Federal Court Rejects Class Action Claim that Offer to Settle Debt for 50% of Current Balance Due Violates Fair Debt Collection Practices Act (FDCPA)
Plaintiffs filed a consolidated class action complaint against Midland Credit Management, a debt collector that purchases debts from third-party creditors, alleging violations of the federal Fair Debt Collection Practices Act (FDCPA), 15 U.S.C. §§ 1692 et seq. Midland sent letters attempting to collect outstanding debts; the class action complaint alleged that the letters violated the FDCPA because they contain false and misleading information. Defense attorneys filed a motion for summary, and plaintiffs followed with a cross-motion for summary judgment. The federal district court agreed with defense attorneys that the collection letters did not violate the FDCPA and granted summary judgment in favor of Midland and against the class action plaintiffs. Jackson v. Midland Credit Management, Inc., 445 F.Supp.2d 1015, 1017 (N.D. Ill. 2006).
Preliminarily, the district court noted that the Seventh Circuit “evaluates FDCPA claims through the eyes of an ‘unsophisticated debtor’” – it does not employ the “least sophisticated debtor” test adopted by some sister circuits. Jackson, at 1018-19. The court explained at page 1018 that, under this test,
“The unsophisticated debtor is regarded as ‘uninformed, naive, or trusting,’ but nonetheless is considered to have a ‘rudimentary knowledge about the financial world and is capable of making basic logical deductions and inferences.’” (Citations omitted.)
Because the court’s analysis requires an understanding of the specific language used in Midland’s letters, we provide the quoted language, including the emphasis in the original letters, as set forth by the district court at page 1017:
Dear [plaintiff],
You won’t want to miss this settlement opportunity offered to you by Midland Credit Management, Inc, servicer of the above referenced account.
Recognizing that you may have gone through some financial difficulty and have been unable to satisfy your account we would like to offer you a positive and flexible option to resolve your account for 50% off the Current Balance.
If we receive payment by [one month after the date of the letter], in the amount of [50% of the current balance due], we will consider the account balance paid in full!
CALL NOW! To take advantage of this opportunity, please contact us TOLL-FREE at [providing 1 800 number] and any of our Account Managers will be able to assist you.
MAIL! You may prefer to settle your Current Balance by using the Acceptance Certificate below.
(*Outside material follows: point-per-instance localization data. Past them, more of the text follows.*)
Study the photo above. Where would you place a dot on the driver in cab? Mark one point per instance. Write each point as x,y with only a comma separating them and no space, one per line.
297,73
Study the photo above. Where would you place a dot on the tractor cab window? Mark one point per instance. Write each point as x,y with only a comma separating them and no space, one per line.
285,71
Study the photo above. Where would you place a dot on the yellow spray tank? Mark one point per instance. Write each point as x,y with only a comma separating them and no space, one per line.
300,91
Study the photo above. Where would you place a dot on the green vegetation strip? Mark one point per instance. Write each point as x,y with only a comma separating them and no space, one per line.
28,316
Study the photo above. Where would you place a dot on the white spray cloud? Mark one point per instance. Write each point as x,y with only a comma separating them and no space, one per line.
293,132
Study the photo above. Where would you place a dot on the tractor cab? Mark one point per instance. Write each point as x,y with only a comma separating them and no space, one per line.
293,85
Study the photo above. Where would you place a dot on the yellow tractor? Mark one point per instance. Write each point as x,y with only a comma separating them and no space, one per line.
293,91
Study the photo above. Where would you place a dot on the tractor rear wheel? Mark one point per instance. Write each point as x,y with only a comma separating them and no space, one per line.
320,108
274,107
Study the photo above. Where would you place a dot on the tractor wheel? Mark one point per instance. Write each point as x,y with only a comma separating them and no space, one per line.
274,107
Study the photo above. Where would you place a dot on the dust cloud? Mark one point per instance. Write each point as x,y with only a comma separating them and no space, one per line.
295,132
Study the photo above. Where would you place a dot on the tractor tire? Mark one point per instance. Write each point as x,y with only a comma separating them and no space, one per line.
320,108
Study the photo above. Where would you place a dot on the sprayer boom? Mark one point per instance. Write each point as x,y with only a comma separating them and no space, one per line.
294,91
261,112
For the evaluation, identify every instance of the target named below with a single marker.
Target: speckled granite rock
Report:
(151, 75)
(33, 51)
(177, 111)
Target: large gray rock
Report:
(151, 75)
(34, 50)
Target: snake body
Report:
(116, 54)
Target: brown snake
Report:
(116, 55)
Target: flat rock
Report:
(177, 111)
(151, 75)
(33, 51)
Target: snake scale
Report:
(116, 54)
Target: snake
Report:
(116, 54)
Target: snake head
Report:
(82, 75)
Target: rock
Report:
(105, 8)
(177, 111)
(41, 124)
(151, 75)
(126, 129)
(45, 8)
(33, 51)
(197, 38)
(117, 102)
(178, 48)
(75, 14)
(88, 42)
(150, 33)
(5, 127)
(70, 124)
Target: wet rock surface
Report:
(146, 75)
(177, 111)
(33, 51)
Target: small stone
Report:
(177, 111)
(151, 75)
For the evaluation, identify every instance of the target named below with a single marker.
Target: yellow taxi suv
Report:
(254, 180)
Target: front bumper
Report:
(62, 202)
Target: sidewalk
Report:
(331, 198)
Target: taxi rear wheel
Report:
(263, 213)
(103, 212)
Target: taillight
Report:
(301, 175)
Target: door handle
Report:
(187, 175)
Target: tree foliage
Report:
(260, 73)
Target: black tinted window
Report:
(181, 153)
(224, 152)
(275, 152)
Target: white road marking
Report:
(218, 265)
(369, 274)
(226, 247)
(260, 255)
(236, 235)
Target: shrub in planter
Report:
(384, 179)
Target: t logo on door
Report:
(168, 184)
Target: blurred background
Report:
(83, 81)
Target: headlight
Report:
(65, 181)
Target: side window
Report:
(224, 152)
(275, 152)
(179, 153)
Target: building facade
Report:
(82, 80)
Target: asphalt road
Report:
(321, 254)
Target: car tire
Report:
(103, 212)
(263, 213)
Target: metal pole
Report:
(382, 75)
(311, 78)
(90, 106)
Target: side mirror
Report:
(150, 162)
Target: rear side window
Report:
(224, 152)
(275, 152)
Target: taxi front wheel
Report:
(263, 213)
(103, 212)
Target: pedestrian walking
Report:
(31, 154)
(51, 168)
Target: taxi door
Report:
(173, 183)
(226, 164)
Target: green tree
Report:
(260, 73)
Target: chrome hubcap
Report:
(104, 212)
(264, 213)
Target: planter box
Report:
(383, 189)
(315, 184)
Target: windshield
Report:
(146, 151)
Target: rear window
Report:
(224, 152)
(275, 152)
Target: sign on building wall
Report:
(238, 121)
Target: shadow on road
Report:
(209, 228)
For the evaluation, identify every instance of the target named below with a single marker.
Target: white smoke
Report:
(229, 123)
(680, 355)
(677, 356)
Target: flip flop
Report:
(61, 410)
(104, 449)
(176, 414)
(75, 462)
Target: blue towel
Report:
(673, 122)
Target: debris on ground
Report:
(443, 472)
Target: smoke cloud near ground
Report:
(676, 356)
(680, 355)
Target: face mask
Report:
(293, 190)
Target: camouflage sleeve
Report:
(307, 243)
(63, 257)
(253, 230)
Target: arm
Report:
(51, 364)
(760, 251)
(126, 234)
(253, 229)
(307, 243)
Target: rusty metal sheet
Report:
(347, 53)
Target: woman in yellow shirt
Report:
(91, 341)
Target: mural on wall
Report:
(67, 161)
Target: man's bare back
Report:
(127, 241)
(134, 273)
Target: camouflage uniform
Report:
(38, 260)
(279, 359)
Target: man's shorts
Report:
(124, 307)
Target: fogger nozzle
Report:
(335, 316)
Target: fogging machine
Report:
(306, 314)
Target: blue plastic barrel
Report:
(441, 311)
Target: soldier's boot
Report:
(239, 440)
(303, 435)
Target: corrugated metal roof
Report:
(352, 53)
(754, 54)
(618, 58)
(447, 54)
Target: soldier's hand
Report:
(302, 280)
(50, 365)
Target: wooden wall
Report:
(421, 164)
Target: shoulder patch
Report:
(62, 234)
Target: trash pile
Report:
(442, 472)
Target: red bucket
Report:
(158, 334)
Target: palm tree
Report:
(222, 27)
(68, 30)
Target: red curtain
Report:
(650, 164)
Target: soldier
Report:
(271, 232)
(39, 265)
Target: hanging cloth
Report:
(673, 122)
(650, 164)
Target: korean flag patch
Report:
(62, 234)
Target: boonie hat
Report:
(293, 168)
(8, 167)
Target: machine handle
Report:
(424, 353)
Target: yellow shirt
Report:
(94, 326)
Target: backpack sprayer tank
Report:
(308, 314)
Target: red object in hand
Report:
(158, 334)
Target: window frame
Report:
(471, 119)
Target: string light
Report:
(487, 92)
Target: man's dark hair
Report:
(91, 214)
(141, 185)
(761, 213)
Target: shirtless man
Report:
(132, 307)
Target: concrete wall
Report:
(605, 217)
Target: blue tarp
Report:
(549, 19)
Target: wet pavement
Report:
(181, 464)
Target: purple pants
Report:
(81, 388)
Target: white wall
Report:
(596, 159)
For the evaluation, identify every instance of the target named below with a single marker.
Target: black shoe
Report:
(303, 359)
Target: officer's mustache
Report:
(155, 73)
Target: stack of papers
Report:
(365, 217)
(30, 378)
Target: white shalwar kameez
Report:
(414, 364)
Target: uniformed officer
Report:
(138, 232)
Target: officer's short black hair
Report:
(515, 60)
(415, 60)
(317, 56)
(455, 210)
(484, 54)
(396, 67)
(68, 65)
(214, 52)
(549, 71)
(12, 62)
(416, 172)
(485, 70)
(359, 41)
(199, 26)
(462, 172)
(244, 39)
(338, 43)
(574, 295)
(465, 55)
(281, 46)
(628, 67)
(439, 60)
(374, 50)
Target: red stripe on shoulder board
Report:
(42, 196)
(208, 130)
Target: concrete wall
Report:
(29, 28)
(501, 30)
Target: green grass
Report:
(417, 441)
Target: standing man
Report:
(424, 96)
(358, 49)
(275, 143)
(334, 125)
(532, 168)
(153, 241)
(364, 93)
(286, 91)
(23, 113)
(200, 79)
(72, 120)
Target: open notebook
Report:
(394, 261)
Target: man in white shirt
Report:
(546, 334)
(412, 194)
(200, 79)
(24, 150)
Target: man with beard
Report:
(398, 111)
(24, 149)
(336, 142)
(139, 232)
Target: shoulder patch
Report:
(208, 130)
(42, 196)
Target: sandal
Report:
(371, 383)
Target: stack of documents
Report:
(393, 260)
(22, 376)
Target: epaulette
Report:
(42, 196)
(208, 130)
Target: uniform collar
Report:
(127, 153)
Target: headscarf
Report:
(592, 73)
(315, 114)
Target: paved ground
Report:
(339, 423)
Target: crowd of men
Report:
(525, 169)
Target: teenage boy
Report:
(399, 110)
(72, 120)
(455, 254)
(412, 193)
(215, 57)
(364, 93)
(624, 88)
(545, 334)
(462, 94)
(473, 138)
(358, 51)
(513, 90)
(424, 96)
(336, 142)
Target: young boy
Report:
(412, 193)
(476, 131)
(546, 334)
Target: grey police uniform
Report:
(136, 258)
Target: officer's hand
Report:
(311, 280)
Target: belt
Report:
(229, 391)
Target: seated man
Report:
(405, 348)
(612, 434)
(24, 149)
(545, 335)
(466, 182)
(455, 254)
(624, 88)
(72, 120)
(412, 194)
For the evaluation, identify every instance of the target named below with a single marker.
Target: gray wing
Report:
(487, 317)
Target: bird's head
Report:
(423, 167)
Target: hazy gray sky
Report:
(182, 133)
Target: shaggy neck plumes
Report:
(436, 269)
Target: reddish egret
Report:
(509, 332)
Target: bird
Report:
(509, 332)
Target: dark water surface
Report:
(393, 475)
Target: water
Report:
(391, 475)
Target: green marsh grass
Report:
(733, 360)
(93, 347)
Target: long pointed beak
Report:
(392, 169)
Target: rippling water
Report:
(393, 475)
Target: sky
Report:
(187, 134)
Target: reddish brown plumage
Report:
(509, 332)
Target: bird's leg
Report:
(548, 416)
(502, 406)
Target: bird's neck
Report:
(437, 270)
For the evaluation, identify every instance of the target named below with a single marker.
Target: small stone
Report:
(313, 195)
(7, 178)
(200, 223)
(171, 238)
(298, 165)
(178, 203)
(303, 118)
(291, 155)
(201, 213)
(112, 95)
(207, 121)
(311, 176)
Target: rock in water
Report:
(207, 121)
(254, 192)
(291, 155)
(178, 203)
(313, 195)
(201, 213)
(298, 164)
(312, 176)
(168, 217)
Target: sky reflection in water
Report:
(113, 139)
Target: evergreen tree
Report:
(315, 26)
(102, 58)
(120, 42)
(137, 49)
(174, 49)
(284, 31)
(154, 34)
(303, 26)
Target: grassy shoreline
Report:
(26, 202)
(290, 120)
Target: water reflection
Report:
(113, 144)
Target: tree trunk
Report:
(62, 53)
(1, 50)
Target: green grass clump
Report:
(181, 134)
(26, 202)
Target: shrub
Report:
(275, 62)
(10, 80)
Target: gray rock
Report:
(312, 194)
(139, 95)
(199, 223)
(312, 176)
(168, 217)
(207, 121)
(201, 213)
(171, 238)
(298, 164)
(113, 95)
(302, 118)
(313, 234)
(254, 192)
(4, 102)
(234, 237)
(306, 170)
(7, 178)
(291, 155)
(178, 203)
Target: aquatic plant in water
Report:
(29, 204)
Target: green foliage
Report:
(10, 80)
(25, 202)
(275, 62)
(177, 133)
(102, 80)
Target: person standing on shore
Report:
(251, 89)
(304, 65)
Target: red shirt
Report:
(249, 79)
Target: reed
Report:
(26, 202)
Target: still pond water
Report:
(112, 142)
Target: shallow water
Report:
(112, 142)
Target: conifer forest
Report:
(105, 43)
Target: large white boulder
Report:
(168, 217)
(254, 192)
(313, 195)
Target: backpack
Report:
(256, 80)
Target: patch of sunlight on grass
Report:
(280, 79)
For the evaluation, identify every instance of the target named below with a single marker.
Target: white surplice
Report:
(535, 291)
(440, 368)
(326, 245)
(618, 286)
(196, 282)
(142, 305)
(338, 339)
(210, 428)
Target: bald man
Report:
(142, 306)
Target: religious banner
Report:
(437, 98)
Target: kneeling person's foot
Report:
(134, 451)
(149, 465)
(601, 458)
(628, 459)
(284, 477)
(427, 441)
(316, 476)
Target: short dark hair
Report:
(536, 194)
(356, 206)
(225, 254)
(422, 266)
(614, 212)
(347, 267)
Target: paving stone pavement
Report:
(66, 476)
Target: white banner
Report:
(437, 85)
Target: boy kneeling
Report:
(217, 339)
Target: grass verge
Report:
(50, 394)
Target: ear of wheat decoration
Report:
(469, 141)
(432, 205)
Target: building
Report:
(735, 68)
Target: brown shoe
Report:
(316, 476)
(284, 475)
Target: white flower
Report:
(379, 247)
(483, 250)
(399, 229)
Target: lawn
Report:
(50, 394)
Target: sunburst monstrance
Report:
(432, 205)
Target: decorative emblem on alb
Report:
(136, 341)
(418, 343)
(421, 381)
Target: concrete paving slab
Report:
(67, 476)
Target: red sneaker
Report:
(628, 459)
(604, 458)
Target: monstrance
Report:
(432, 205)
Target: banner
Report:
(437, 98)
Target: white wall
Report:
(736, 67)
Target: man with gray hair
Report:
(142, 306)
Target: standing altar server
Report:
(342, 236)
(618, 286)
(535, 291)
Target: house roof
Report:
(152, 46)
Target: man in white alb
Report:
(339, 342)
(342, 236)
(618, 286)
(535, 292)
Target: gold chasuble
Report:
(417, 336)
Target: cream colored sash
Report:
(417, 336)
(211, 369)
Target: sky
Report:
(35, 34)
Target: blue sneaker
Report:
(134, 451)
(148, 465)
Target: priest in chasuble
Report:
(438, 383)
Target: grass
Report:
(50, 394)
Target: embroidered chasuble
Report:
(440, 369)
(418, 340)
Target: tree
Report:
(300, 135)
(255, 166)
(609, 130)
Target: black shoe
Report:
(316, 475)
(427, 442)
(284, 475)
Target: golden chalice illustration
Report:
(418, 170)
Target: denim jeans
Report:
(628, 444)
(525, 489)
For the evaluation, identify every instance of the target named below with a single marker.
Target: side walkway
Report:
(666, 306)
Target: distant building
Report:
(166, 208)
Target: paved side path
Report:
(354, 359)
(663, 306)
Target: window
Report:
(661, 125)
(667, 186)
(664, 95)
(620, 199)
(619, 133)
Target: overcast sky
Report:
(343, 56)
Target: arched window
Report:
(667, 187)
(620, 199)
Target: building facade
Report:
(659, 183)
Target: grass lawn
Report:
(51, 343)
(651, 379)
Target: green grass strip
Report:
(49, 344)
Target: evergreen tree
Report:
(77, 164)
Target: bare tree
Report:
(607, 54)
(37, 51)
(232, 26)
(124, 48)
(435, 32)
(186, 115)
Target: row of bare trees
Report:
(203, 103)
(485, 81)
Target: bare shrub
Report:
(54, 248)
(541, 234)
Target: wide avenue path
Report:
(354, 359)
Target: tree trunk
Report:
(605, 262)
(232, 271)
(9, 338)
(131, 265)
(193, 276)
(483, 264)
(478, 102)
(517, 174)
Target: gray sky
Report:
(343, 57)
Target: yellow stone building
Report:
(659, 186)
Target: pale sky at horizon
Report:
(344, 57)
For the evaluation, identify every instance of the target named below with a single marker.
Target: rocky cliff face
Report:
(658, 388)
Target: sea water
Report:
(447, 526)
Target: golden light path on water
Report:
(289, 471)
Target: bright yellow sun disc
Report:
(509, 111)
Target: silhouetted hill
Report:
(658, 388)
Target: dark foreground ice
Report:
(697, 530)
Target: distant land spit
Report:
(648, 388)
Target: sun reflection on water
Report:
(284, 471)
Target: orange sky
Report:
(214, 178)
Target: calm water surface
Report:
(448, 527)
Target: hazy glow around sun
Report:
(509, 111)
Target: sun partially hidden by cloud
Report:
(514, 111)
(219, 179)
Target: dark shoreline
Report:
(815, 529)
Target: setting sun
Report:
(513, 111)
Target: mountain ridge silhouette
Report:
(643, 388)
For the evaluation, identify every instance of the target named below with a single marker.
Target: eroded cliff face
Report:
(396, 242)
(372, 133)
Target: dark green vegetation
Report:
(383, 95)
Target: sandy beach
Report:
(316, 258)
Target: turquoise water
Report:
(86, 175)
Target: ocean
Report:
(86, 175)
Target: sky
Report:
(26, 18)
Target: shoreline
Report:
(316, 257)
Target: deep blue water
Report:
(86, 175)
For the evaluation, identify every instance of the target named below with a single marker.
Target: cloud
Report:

Simply detach the form and enclose it with your [payment of 50% of the current balance due] in the envelope provided….
At page 1019, the federal court summarized the parties’ arguments as follows. Defense attorneys urged that the letters were entirely accurate and represented nothing more than an offer to settle the outstanding debt for 50% of the then current balance due. Plaintiffs argued that letters plainly violated the FDCPA
because the letters state that the defendant is offering a “one time only deal” when the reality is that the defendant is willing to make this same deal in the future. The letters are also allegedly false because they state that the defendant will only allow the plaintiff to pay 50% of the owed debt when the defendant would allow the plaintiff to pay a lesser amount.
The court rejected plaintiffs’ arguments, characterizing them as “an inappropriate application of the FDCPA,” Jackson, at 1020, and “[in] conflict of the decisions of almost every court . . . to consider this type of letter,” id., at 1019. In the court’s view, plaintiffs’ interpretation of the FDCPA “would require the defendant to list the lowest amount at which it is willing to settle in the original letter,” but the FDCPA does not require that. Id., at 1020.
At bottom, the district court held that the letter did not violate the FDCPA because it accurately reflected “an offer in which the plaintiff can pay off his or her debt at 50% of what is owed within approximately one month of the date of the letter.” Jackson, at 1019. If the debtor elects not to take advantage of the offer, then the amount of the debt will accrue interest thereby necessarily increasing the amount required in the future to pay 50% of the debt then owing. This means that even if the letters are viewed as presenting a “one time offer,” they remain nonetheless accurate because a 50% settlement offer in the future will be a higher amount in light of the accrued interest. Id., at 1021. Moreover, the letters do not require payment but on their face present a “settlement opportunity.” Id., at 1020.
In determining whether a debt collection letter withstands summary judgment, a plaintiff must do more than simply claim that it is confusing: “‘Rather, a plaintiff must demonstrate that the letter’s language unacceptably increases the level of confusion.’” Jackson, at 1019 (citation omitted). Midland’s letter did not create such confusion: “An unsophisticated debtor is aware of the effects of interest” and “is often aware that he or she is able to negotiate a better deal on his debt in the same way that a consumer negotiates a price below an automobile’s sticker price.” Id., at 1020. Because the letter was accurate, and did not create confusion, the district court granted the defense motion for summary judgment.